Electrocardiogram is the most common, but not the only, way for doctors and medical students to study the human heart. Those squiggly lines are the graphical display of each heartbeat's electrical activity. Instead of listening to the heart, we can tell its tempo and rhythm by taking a look at those waves, like what most musicians respond to musical notes without listening to the songs.
Not all musical notes are pleasant to recount.

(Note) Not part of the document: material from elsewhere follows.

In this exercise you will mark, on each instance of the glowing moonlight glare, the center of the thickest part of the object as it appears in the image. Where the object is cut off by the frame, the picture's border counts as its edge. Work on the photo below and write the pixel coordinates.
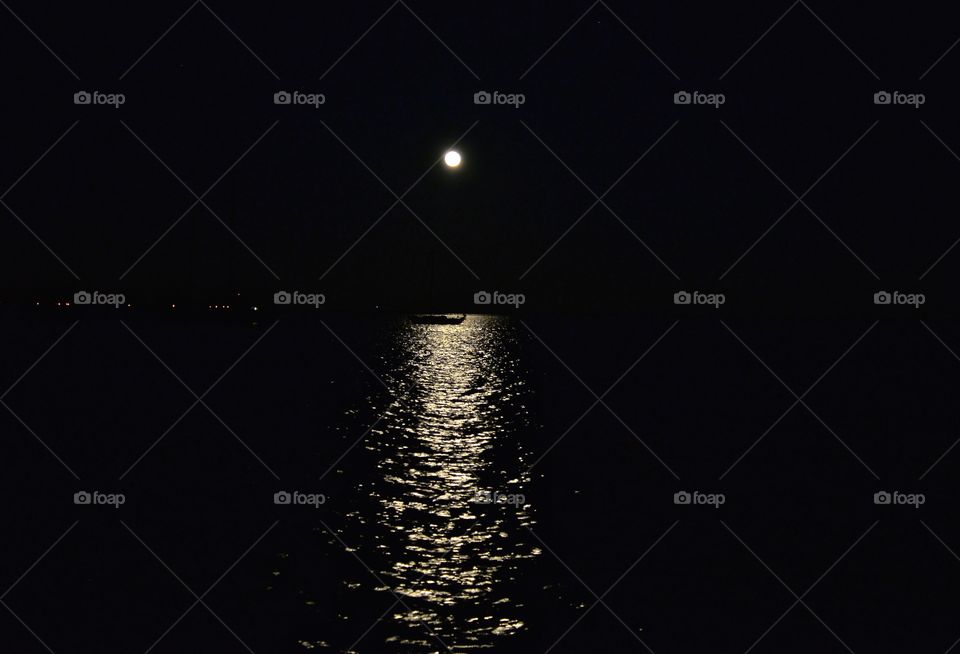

And electrocardiogram tracing can sometimes narrate a sad story. Many a time we declare patients dead after examining them, followed by the ritual of printing a flat line of their electrocardiograms. Signed and dated. More or less a picture proof that their hearts stop beating. But then it does not always have to be the case. We can't really come up with a completely flat line when a patient has a pacemaker. I mean, the battery of the pacemaker outlives its owner, firing discharge even after the heart isn't beating. The other day an intern of mine told me he dared not certify a patient dead without a line as flat as a pancake. I stared for a moment in shock. "So, what did you do in the end?" I finally said.
"I cut open the skin and pulled out the pacemaker," he answered. "Then I confirmed my patient's death by a flat electrocardiogram printout."
He really meant it.
I believe that I have heard, for the first time in my years in practice, how a doctor took away a life-sustaining device in order to declare the end of his patient's life.
A week later, I read the book Knocking on Heaven's Door by the American journalist Katy Bulter. That's an achingly beautiful story giving me a new perspective on that life-saving electric device hidden below the collarbone of a patient (when the natural electrical conduction system of the heart has worn out with age). Katy Bulter's dad had one. After his heart had worked for eighty years, the electrical fibres had thinned out and slowed down. The new pacemaker was supposed to save his life. The problem is the law of diminishing returns. With each year over the age of eighty and each downhill step from repeated stroke, Katy's father was never able to complete a full sentence, to put on a shirt without help, or to control his poos.
One day Katy's mother made a bold statement, "Please help me get your father's pacemaker turned off." The family's difficult conversations with the modern medicine never made way to a compromise. Doctors refused to disable the pacemaker, and Katy's dad lived in agony with that life-saving electronic device. For five years. Katy's father died with his lungs slowly filling with fluid, when his pacemaker was still quietly pulsing inside his chest.